When I saw a listing for a 1973 Dodge Tradesman van, I went and looked at it. The owners—a lesbian guitar/flute duo—had customized the vehicle for their tours. It had a loft bed in the back—and it ran. What more could I ask for? I immediately forked over the $1,400 asking price. That afternoon, I affixed a brass nameplate from a circa 1910 dishwashing machine to the dashboard. It was from the company founded by Josephine Cochrane—dishmachine inventor—and read: “Crescent Washing Machine Co.” The van was thus dubbed Crescent.
With the cash for the printing now blown, I set Dishwasher #16 aside, put the ten thousand covers in a friend’s attic and hit the road. I crossed along the northern edge of the country. From Minot, North Dakota, I called my parents.

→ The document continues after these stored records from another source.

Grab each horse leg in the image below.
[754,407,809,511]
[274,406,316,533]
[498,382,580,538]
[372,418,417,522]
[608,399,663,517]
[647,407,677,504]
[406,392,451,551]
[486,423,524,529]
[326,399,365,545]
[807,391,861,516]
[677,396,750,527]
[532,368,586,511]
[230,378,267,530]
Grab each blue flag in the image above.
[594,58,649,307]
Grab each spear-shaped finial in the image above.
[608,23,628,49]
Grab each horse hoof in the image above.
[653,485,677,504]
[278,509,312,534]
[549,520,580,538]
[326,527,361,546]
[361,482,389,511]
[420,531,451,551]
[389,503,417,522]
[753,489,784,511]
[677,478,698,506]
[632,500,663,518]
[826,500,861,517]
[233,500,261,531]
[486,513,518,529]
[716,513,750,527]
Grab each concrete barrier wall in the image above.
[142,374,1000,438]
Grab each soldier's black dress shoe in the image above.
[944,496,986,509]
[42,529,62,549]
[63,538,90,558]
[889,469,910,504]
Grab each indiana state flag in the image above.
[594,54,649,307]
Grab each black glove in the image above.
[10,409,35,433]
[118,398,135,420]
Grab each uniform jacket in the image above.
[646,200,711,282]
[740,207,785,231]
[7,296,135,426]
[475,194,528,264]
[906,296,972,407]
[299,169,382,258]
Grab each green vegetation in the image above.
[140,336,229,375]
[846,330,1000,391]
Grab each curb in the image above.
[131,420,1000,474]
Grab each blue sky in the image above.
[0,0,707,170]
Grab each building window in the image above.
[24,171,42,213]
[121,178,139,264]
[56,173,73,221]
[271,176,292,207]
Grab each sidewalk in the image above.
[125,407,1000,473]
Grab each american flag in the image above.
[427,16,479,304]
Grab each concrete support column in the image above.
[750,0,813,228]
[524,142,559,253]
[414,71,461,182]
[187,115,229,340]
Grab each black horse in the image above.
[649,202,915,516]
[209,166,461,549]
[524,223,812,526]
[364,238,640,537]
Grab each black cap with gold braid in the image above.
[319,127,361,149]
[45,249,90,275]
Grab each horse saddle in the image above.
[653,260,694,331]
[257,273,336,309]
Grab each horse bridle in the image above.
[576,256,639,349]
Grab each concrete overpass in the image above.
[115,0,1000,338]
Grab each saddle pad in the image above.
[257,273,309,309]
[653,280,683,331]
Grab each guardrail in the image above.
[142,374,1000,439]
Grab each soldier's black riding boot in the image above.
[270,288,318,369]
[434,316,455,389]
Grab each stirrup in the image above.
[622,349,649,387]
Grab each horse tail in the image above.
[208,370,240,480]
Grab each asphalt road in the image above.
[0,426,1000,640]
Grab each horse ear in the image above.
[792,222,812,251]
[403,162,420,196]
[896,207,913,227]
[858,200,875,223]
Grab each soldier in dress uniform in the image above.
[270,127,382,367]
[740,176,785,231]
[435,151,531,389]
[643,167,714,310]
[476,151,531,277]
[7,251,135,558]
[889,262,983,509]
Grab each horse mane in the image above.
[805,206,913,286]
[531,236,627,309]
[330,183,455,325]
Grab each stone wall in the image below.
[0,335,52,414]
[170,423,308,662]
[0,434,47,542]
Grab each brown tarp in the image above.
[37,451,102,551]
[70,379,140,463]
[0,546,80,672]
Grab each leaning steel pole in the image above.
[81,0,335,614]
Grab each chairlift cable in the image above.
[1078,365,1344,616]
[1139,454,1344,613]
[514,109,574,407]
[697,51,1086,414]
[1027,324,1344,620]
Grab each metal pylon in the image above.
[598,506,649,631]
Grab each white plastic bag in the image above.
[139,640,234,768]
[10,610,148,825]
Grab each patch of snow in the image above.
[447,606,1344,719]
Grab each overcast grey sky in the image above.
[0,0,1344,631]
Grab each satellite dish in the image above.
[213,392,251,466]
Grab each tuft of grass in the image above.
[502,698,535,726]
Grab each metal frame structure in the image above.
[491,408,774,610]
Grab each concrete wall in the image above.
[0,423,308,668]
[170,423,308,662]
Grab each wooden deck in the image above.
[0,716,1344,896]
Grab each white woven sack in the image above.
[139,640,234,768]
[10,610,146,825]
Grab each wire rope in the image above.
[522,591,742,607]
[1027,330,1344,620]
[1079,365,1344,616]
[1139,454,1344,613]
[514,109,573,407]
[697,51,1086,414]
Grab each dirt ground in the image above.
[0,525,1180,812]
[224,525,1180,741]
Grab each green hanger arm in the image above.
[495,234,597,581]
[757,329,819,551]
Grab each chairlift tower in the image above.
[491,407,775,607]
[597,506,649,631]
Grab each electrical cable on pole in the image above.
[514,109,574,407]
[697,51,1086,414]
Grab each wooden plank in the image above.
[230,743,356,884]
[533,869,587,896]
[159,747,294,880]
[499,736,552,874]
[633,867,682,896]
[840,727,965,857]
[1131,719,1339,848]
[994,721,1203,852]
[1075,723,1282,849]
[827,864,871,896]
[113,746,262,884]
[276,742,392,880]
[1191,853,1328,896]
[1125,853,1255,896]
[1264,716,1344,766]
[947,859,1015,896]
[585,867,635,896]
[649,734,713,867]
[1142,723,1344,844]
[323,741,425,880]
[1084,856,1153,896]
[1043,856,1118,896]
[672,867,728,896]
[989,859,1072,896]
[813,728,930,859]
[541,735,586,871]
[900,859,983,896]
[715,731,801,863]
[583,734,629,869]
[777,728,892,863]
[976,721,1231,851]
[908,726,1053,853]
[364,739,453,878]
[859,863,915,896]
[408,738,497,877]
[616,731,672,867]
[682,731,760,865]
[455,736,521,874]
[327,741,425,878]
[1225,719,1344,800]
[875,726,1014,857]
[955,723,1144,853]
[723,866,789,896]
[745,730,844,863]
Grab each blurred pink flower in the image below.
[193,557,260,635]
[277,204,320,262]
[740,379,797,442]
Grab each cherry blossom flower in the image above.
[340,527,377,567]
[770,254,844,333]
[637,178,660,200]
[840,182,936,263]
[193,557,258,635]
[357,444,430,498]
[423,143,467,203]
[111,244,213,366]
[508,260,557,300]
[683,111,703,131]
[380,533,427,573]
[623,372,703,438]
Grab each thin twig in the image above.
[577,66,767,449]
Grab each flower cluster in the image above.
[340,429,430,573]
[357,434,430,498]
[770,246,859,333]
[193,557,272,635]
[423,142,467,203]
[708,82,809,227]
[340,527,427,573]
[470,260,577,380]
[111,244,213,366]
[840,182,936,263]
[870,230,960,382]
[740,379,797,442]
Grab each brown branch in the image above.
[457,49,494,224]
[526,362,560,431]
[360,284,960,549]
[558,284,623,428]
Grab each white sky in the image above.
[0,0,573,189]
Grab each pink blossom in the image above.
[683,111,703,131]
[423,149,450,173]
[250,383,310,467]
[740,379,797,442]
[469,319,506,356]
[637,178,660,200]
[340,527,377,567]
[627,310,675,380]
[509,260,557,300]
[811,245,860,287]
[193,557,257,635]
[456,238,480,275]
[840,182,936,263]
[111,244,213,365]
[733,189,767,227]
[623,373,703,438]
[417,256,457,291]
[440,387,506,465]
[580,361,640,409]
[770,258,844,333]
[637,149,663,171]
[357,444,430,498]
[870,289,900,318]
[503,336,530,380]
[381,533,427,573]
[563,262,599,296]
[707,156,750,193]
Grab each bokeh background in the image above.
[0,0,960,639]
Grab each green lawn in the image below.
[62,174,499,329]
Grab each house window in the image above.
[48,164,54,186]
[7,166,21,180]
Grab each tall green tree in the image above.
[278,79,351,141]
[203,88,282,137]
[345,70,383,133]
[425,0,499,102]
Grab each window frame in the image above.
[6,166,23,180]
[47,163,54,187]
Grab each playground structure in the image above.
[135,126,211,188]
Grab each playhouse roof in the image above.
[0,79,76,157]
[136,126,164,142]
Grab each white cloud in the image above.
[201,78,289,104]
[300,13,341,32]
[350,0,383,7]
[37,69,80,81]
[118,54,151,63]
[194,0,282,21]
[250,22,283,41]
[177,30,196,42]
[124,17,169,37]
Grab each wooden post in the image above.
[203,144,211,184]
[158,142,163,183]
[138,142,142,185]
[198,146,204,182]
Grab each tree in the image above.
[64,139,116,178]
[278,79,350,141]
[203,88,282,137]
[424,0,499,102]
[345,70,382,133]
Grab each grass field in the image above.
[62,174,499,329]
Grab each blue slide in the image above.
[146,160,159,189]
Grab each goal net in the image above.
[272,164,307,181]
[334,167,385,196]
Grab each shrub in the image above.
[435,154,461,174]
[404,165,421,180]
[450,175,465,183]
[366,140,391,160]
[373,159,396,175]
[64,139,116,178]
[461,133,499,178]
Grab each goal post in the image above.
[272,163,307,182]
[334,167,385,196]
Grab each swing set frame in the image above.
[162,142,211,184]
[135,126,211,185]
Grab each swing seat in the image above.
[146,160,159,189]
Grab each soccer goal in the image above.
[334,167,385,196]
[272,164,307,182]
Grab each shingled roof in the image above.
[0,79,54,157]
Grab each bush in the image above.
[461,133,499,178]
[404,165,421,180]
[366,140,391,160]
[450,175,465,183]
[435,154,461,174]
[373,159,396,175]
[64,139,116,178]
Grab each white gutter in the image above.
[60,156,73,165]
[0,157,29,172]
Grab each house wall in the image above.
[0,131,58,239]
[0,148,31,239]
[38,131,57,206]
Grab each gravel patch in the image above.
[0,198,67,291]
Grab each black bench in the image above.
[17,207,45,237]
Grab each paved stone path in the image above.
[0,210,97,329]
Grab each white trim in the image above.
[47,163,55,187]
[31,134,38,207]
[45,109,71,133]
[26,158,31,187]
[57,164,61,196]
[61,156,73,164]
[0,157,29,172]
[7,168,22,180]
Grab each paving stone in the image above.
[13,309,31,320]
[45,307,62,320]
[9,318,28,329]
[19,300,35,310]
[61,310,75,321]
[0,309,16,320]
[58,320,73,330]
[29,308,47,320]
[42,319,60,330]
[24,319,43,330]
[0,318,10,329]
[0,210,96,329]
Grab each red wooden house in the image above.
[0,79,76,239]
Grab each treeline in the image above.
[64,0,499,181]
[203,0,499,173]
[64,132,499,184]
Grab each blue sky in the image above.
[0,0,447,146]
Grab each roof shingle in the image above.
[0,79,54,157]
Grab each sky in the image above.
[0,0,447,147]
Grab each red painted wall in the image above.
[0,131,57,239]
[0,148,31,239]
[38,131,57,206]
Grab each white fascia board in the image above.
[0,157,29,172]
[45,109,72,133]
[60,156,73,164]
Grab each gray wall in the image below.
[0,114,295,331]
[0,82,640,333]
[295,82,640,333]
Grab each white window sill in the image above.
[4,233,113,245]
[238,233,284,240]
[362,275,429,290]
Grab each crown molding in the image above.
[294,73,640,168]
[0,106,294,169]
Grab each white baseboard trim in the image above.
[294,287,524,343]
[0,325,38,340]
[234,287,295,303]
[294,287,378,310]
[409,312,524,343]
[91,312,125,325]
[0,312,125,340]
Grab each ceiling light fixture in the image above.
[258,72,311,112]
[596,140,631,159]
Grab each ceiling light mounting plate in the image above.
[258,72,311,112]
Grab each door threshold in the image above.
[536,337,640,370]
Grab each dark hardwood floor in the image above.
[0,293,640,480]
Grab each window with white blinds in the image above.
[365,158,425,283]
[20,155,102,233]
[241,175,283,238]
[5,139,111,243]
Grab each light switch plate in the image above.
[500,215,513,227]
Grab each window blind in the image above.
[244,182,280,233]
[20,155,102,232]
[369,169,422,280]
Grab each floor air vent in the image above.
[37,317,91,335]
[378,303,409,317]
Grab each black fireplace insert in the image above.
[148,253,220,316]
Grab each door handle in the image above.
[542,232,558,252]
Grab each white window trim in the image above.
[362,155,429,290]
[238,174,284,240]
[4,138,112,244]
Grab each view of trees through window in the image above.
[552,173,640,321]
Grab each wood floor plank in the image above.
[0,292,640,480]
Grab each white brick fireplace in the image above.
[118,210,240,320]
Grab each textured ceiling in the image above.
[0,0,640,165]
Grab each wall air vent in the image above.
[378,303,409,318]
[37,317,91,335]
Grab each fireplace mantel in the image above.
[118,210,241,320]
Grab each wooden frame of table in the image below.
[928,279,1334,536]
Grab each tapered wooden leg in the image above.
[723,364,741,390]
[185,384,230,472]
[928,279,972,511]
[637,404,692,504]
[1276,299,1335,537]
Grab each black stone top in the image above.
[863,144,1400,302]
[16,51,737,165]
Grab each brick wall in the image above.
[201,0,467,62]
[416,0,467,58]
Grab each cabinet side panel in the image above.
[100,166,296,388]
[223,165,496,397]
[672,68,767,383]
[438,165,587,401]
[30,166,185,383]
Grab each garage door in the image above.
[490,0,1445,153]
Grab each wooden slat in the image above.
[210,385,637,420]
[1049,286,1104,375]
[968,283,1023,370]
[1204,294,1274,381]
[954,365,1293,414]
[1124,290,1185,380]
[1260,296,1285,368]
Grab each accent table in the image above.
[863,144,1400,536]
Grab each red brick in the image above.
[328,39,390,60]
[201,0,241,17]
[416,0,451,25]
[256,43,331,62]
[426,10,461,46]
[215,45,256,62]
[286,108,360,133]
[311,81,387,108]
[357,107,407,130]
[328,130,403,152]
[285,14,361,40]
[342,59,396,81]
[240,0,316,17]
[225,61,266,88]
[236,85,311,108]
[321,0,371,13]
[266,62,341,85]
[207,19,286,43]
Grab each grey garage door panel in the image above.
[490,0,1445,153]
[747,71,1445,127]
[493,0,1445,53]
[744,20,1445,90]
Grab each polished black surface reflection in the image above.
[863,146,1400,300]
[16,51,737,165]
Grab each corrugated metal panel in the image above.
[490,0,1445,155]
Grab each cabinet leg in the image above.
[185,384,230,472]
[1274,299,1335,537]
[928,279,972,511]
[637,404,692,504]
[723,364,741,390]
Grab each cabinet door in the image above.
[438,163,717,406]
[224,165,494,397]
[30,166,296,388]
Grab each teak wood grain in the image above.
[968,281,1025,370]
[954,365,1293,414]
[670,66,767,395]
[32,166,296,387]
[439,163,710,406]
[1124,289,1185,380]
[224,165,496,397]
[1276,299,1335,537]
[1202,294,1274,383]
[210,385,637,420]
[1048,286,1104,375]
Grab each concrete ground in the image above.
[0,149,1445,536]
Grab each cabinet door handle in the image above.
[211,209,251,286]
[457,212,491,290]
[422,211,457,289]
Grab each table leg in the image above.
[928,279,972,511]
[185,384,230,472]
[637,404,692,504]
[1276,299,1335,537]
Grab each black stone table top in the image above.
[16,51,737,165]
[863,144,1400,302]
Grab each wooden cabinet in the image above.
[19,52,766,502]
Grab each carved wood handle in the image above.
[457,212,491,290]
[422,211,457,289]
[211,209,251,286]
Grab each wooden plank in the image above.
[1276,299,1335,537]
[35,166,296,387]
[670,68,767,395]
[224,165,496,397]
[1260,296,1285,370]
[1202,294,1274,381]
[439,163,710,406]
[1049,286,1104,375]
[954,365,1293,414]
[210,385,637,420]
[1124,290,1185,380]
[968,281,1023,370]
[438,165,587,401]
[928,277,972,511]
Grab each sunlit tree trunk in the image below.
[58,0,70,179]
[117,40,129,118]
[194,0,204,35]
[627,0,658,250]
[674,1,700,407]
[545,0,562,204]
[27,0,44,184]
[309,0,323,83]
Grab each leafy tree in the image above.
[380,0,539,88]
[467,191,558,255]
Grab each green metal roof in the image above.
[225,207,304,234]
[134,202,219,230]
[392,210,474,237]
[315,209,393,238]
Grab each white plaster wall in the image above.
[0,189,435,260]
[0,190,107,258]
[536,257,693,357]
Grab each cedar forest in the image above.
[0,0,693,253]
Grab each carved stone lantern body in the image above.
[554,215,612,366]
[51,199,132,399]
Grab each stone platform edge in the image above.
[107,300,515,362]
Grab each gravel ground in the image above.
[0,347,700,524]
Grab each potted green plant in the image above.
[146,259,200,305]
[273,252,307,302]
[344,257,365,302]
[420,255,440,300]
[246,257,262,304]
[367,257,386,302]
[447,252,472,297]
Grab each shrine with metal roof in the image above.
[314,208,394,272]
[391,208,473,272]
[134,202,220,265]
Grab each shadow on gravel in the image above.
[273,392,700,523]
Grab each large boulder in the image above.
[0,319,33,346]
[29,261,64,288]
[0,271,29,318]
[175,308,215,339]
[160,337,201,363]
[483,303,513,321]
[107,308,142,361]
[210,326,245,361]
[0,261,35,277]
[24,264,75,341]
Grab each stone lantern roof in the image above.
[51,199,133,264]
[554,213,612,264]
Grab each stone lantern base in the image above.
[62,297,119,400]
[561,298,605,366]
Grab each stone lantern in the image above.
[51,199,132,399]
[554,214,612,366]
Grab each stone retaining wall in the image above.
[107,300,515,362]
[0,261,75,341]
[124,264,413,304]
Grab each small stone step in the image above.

My dad was now so into my travels that whenever I’d call, he’d pull out his road atlas and pinpoint my location. Then he’d see what geographical landmarks were in my vicinity.
“Can you see the Souris River?” he asked on this occasion.
“Not from this phone booth,” I said.
“There’s a big lake just south of you—Lake Sakakawea,” he said. “You should drive down there and see what it’s like.”